The Four Major Contributions of the Trump Administration to the Management of the Administrative State

Mid-term in any presidency Washington is abuzz with seminars on the accomplishments of the incumbent Administration. With respect to regulatory pacesetters, we believe the following fulfill the criterion of a pacesetter:

Regulatory Budget

It has been nearly forty years since the Carter Administration proposed the first regulatory budget; the Trump Administration actually put one in place. Many believe the 2-for-1 component of the Trump Regulatory Budget is integral to the concept of a regulatory budget, it need not be.

Exploiting the Strengths of the Data Quality Act

Passage of the Data(Information) Quality Act is one of the most substantial grant of authorities to centralized regulatory review in its half-century history. This time bomb has been ticking for twenty years and the Trump Administration has unleashed it.

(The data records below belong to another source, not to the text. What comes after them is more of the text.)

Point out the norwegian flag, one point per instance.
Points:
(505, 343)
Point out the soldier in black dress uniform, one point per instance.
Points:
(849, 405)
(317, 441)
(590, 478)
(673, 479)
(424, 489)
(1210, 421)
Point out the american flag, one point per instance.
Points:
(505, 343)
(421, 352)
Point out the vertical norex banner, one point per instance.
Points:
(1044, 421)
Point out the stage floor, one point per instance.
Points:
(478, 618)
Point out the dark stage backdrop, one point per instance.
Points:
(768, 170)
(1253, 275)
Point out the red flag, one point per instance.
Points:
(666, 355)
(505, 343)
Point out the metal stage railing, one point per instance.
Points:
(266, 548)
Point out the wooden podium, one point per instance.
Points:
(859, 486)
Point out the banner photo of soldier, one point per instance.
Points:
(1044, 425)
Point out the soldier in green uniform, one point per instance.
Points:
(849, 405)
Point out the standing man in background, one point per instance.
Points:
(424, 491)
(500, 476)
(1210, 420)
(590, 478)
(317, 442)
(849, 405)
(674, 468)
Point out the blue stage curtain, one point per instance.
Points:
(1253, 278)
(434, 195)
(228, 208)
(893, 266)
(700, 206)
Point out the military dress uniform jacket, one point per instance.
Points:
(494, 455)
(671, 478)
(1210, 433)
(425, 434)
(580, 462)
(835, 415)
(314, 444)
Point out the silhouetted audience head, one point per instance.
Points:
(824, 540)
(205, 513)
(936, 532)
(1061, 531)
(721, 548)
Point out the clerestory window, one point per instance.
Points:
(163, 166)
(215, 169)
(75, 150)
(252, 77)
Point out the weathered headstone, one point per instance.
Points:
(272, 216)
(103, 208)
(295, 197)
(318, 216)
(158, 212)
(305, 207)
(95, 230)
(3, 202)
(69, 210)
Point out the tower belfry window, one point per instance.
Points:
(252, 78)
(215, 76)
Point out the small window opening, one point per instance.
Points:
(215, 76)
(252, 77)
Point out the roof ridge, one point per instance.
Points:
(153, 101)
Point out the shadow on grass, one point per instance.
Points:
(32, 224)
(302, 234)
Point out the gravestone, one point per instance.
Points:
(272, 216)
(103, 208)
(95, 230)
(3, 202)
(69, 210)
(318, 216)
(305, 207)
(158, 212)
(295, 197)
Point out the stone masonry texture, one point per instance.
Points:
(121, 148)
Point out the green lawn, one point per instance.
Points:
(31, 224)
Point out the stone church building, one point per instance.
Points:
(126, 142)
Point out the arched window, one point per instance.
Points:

 Capitalizing on the Latent Strengths of Congressional Review Act

 The CRA has been a sleeper for years and has historically been called to duty when the same party controls both houses of Congress and the Presidency. The Trump Administration has developed a program to use it on a 24/7 basis to address regulatory “dark matter” including  guidance and policy documents.

OIRA Review of IRS Tax Rules

OIRA has closed the loophole that allowed IRS to escape centralized regulatory review.  Uniformed critics of  the process argue that OIRA does not have experts with a detailed knowledge of the tax code; what they miss is that the  OIRA review is considerably broader than that of IRS in that the former reviews the economic merits of a proposal as well as its relationship to other federal programs.

Improving specific regulations is important but long term reform takes place through lasting procedural changes as was the case with the Iconic Executive Order 12291.